Przyglądając się kościelnej nagonce na gender nie mogę powstrzymać radości. Przez wiele lat badacze gender mieli olbrzymią trudność, by przebić się nawet do mediów głównego nurtu. Teraz jednak, dzięki Pasterzom Kościoła, podstawowe założenia gender trafiają do milionów.
Krzysztof Pacewicz – bloger, publicysta, aktywista, feminista, niepoprawny demokrata. Uwielbia dyskutować z ludźmi o odmiennych poglądach. Nie jest członkiem żadnej partii ani organizacji.
W Liście pasterskim na Niedzielę Świętej Rodziny 2013 roku Pasterze zajmują się śmiertelnym zagrożeniem, jakie niesie ze sobą „ gender”. Wyświadczyli sobie jednak niedźwiedzią przysługę: chcąc zrównać gender z błotem, musieli bowiem mniej-więcej wytłumaczyć Polakom, czym ten gender jest.
Oczywiście, referowanie założeń gender przetkali okropnymi bzdurami, klątwami, peanami na cześć Jana Pawła II oraz ostrzeżeniami przed apokalipsą. Ale Polacy swój rozum mają i nie dają się tak łatwo nabrać na prostackie sztuczki retoryczne hierarchów. A tym bardziej ci młodsi i lepiej wykształceni (wśród nich kościelne potępienie może raczej wzbudzać zdrową ciekawość).
Miliony ludzi w naszym kraju męczą się przez sztywne, tradycyjne wymagania ról płciowych i seksualnych – mówię n.p. o:
• kobietach, które nie chcą być wymalowanymi i upudrowanymi maszynami rozpłodowymi
• mężczyznach, którzy nie chcą być nieczułymi wołami pracującymi dwanaście godzin dziennie
• młodych ludziach, którzy nie chcą zakładać tradycyjnych rodzin albo żyją w bardziej skomplikowanych układach,
• osobach które odczuwają pociąg homoseksualny i czują się przez to niepełnowartościowe
• osobach, które chcą korzystać z antykoncepcji
• dziewczynkach, które nie chcą bawić się w kucharki
• chłopcach, którzy nie chcą bawić się w wojnę
• parach, które chcą mieć dzieci z in vitro.
Oni wszyscy znajdą w liście Pasterzy, po odrzuceniu kościelnych pogróżek i zabobonów, podstawy innego, mniej sztywnego i nowocześniego podejścia do płci i seksualności.
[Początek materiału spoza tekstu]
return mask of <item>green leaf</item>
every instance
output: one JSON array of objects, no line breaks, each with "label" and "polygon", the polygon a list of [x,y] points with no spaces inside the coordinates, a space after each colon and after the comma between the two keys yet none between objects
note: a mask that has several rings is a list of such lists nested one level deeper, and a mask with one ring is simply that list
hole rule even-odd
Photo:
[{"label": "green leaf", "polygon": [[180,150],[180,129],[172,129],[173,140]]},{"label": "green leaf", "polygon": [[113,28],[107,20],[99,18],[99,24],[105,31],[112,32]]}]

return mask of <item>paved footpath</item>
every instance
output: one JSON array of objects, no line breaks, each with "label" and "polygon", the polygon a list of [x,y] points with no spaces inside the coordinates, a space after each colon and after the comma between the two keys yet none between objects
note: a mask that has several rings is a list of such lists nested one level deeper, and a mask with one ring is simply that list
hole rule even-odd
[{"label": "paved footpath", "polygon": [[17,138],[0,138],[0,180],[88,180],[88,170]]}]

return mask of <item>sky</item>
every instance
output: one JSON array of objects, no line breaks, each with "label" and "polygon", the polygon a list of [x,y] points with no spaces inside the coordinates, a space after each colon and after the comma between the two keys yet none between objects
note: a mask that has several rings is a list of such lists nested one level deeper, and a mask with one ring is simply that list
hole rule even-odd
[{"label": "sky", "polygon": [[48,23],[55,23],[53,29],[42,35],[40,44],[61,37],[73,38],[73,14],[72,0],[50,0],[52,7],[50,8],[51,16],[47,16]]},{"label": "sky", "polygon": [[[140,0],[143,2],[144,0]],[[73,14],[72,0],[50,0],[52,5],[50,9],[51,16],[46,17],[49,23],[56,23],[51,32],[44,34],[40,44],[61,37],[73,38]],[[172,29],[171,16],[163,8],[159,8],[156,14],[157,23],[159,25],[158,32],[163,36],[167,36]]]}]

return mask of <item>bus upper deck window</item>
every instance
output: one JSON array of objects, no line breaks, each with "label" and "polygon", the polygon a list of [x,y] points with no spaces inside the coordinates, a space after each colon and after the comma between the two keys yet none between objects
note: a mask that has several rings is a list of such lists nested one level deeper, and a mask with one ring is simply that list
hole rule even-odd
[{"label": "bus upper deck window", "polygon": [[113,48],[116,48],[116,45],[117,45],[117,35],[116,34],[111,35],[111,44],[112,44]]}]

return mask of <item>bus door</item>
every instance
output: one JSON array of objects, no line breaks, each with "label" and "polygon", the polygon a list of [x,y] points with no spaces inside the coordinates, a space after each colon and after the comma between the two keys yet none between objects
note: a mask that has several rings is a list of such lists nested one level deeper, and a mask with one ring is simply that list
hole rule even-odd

Czyli podstawy gender.
Nie każda i nie każdy musi się z nimi zgodzić, ale dla wielu osób konfrontacja z nimi, nawet przefiltrowanymi przez nienawistną retorykę kościoła, może mieć zbawienny efekt. Proszę tylko poczytać, jakie postępowe treści Pasterze niechcący zreferowali w Liście do swoich owieczek:
[Gender] twierdzi, że biologiczna płeć ma charakter jedynie kulturowy, że z biegiem czasu można ją sobie wybrać, a tradycyjna rodzina jest przeżytkiem i obciążeniem społecznym.
To dobrowolne samookreślenie, które nie musi być czymś jednorazowym, ma prowadzić do tego, by społeczeństwo zaakceptowało prawo do zakładania nowego typu rodzin, na przykład zbudowanych na związkach o charakterze homoseksualnym.
Rodzina jest już przeżytkiem i nie ma znaczenia, czy dziecko jest wychowywane przez gejów czy lesbijki, bo jest w takich strukturach równie szczęśliwe, rozwijając się tak samo dobrze, jak dziecko wychowywane w tradycyjnej rodzinie.
Każdy człowiek ma tzw. prawa reprodukcyjne, w tym prawo do zmiany płci, do in vitro, antykoncepcji, a nawet aborcji.